5. Revise NCAA legislation related to academic merit awards/scholarships to require a 3.0 grade-point average rather than a 3.3 GPA.
The cabinet believes this change would bring this type of award/scholarship in line with the requirements for renewals of academic honor awards.
6. Exempt state merit-based aid that is administered by an institution, provided the awarding criteria satisfy the academic honor award/institutional academic scholarship legislative requirements.
This change would allow merit-based state aid to be exempted from team limits if the awarding criteria satisfy the legislative requirements for an academic honor award or institutional academic scholarship. This would allow additional sources of aid to be exempt and could reduce the amount of aid that counts toward a team’s limit without creating additional bureaucracy. The cabinet believes the safeguards in place through established awarding criteria would minimize abuse.
The cabinet discussed, but did not support, exempting state merit-based aid that is administered by the institution and does not satisfy any additional awarding criteria.
7. Allow institutional standards applicable to all students in general to govern institutional academic merit awards/scholarships.
The cabinet was divided on this concept, though it noted it would reinforce the philosophy that student-athletes should be treated similarly to students in general.
8. For sports other than basketball and football, exempt all institutional need-based aid from counting toward team limits.
The cabinet did not support this proposal because it could affect private institutions differently than public institutions and because of the varying amounts of need-based aid that institutions offer to students.
9. Permit athletics scholarships to be awarded up to the value of the cost of attendance.
The cabinet did not support this proposal because of the anticipated significant increase in expense and because the cost of attendance varies among institutions. Current NCAA rules do not prevent those who demonstrate financial need from receiving the full cost of attendance through other means.

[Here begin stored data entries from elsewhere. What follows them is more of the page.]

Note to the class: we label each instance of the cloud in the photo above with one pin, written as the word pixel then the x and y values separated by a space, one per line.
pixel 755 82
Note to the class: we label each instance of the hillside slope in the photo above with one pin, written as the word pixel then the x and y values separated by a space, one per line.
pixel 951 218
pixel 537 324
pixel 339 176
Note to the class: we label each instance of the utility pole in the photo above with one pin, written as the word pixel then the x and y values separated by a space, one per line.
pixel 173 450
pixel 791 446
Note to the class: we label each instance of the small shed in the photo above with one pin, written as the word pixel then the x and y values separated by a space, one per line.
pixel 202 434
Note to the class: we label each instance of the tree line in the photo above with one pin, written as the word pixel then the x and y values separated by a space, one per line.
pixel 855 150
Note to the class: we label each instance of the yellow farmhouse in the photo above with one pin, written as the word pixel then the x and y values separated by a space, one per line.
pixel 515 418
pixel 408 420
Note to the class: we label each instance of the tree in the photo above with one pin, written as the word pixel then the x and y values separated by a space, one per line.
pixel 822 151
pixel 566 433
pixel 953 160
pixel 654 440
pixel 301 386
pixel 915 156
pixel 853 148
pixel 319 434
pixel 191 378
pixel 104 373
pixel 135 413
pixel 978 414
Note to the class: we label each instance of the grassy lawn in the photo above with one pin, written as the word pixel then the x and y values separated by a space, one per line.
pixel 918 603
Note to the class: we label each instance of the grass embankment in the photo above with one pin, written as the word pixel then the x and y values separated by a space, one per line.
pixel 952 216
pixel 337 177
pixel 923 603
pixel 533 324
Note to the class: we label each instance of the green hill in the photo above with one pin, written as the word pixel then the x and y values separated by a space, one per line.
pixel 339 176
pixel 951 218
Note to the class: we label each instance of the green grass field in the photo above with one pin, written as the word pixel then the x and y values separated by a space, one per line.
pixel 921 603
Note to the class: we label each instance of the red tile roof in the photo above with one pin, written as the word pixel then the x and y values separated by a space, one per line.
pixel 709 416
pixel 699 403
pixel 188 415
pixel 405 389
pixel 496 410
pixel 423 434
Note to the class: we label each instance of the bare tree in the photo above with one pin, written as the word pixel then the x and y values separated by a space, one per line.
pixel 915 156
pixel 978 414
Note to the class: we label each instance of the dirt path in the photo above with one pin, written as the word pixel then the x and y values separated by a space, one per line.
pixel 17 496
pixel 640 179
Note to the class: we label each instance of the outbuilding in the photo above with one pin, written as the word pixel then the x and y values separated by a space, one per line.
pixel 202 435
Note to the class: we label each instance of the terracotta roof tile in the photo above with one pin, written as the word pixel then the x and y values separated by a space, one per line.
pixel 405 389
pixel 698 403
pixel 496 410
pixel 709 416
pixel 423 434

10. Allow recruited basketball and football student-athletes to receive institutional financial aid granted without regard in any degree to athletics ability and compete without becoming a counter.
The cabinet did not support this proposal because of the potential for abuse that could result in recruiting inequities.
Calhoun will present the concepts during the Division I Issues Forum at the 2010 NCAA Convention in Atlanta. The cabinet will take the feedback from Convention and other sources and begin crafting legislative concepts in February.